Biography: David Sanborn Scott

Abstract

Albert Einstein advised, “Everything should be kept as simple as possible, but not simpler.” Following Einstein’s wisdom, the following energy system chain shows services, technologies, sources and currencies within five functional groups.
The role of energy currencies in energy systems is analogous to the role of financial currencies in financial systems. Neither is a source of energy or wealth, yet both are essential for facilitating energy or financial transactions. Each step, from left towards the right, is a demand-supply step. So where is carbon dioxide emitted? Service technologies emit CO2 when the currencies they use contain carbon. Harvesting technologies emit CO2 when the energy for harvesting is carbon based—like fossil-fueled mining machinery. So to develop a carbon-free system we must evolve towards using only carbon-free energy sources and carbon-free energy currencies.

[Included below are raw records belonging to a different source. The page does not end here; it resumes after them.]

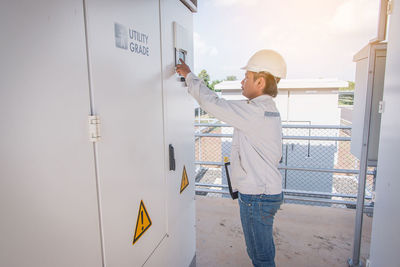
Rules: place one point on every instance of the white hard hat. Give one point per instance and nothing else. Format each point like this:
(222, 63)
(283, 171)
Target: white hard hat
(269, 61)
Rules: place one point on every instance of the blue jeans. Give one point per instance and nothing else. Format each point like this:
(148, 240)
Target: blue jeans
(257, 215)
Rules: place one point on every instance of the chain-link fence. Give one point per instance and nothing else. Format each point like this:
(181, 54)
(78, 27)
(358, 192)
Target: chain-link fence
(317, 166)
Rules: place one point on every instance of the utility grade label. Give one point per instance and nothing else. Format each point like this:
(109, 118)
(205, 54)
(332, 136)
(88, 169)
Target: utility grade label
(128, 38)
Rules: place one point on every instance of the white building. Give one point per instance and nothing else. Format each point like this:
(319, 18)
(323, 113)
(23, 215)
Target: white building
(300, 101)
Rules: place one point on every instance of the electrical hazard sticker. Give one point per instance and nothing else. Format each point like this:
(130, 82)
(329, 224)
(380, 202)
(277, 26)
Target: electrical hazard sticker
(143, 222)
(185, 180)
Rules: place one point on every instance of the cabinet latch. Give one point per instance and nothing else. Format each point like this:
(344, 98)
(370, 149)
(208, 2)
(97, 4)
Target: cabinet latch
(94, 128)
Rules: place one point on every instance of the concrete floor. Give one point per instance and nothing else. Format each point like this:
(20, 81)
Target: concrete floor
(304, 235)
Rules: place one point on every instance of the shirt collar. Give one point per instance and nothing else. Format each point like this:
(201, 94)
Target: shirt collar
(260, 98)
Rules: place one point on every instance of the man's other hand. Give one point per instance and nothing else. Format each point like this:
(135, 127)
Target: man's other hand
(182, 69)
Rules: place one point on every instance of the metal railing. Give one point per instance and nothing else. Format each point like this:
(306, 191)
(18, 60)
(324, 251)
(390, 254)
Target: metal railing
(317, 166)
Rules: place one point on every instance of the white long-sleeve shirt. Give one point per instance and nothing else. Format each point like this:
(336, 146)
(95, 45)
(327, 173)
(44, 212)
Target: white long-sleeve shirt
(257, 138)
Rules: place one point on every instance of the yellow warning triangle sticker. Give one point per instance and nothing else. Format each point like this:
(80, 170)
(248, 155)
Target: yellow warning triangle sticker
(185, 180)
(143, 222)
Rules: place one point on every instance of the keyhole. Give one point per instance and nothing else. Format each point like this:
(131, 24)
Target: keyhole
(141, 216)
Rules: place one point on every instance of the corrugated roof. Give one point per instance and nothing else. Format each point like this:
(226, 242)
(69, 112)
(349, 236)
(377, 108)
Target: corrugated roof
(290, 84)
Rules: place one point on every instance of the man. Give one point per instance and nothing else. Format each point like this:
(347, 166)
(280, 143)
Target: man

There are many carbon-free sources—hydraulic, tidal, solar, wind, nuclear and so on. In contrast, there are only two carbon-free currencies. The first is the electronic currency, electricity. But electricity is a poor candidate for free-range transportation, such as cars, trucks, ships and especially aircraft. That’s why we also need a protonic (material) carbon-free currency. A protonic currency must contain only elements found in atmospheric abundance—otherwise when the fuel is burned, the emissions will be environmentally intrusive. Therefore, any candidate fuel can contain only oxygen, nitrogen, and hydrogen. Ammonia (NH3) satisfies this compositional constraint. But practical issues like low energy massdensity and toxicity make it troublesome. So we’re left with hydrogen as the only practical carbonfree fuel that can be universally employed for all tasks that today use carbon-based fuels. Hydrogen can also be used as a clean, efficient substitute for many material-harvesting tasks, such as using H2 rather than coke for reducing iron ore in steel making. A hydricity world will be cleaner, systemically more robust and more efficient. It will bring cleaner environments, and is essential to any chance we have to escape climate catastrophe.